Douglas A. McIntyre is the co-founder, chief executive officer and editor in chief of 24/7 Wall St. and 24/7 Tempo. He has held these jobs since 2006.

McIntyre has written thousands of articles for 24/7 Wall St. He is an expert on corporate finance, the automotive industry, media companies and international finance. He has edited articles on national demographics, sports, personal income and travel.

His work has been quoted or mentioned in The New York Times, The Wall Street Journal, Los Angeles Times, The Washington Post, NBC News, Time, The New Yorker, HuffPost USA Today, Business Insider, Yahoo, AOL, MarketWatch, The Atlantic, Bloomberg, New York Post, Chicago Tribune, Forbes, The Guardian and many other major publications.
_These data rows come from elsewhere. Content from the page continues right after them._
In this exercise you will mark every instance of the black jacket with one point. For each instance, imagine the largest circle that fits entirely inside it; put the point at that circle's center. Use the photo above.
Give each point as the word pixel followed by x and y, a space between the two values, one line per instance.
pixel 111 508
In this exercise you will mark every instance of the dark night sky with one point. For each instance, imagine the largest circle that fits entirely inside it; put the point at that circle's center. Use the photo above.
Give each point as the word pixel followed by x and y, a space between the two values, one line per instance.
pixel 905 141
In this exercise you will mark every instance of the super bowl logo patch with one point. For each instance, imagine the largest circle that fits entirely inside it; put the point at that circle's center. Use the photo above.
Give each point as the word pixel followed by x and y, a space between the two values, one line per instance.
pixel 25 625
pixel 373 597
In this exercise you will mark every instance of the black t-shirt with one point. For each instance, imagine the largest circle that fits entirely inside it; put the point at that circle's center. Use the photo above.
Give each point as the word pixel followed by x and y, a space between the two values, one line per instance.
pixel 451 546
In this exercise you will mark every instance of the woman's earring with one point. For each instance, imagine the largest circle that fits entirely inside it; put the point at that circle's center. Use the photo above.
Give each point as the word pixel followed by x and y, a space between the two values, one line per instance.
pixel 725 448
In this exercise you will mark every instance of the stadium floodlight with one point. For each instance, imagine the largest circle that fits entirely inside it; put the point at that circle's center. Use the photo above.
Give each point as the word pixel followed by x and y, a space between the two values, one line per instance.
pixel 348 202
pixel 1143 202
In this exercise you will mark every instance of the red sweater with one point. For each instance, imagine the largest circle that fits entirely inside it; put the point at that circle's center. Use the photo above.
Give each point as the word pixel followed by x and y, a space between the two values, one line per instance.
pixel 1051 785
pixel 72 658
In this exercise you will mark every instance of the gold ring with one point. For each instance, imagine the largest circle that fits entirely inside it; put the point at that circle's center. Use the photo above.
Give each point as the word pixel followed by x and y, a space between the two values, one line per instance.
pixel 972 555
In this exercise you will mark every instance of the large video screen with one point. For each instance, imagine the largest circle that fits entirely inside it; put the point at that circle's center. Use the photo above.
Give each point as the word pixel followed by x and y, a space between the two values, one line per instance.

McIntyre has been a guest on CNBC, the BBC and television and radio stations across the country.

A magna cum laude graduate of Harvard College, McIntyre also was president of The Harvard Advocate. Founded in 1866, the Advocate is the oldest college publication in the United States.

TheStreet.com, Comps.com and Edgar Online are some of the public companies for which McIntyre served on the board of directors. He was a Vicinity Corporation board member when the company was sold to Microsoft in 2002. He served on the audit committees of some of these companies.

McIntyre has been the CEO of FutureSource, a provider of trading terminals and news to commodities and futures traders. He was president of Switchboard, the online phone directory company. He served as chairman and CEO of On2 Technologies, the video compression company that provided video compression software for Adobe’s Flash. Google bought On2 in 2009.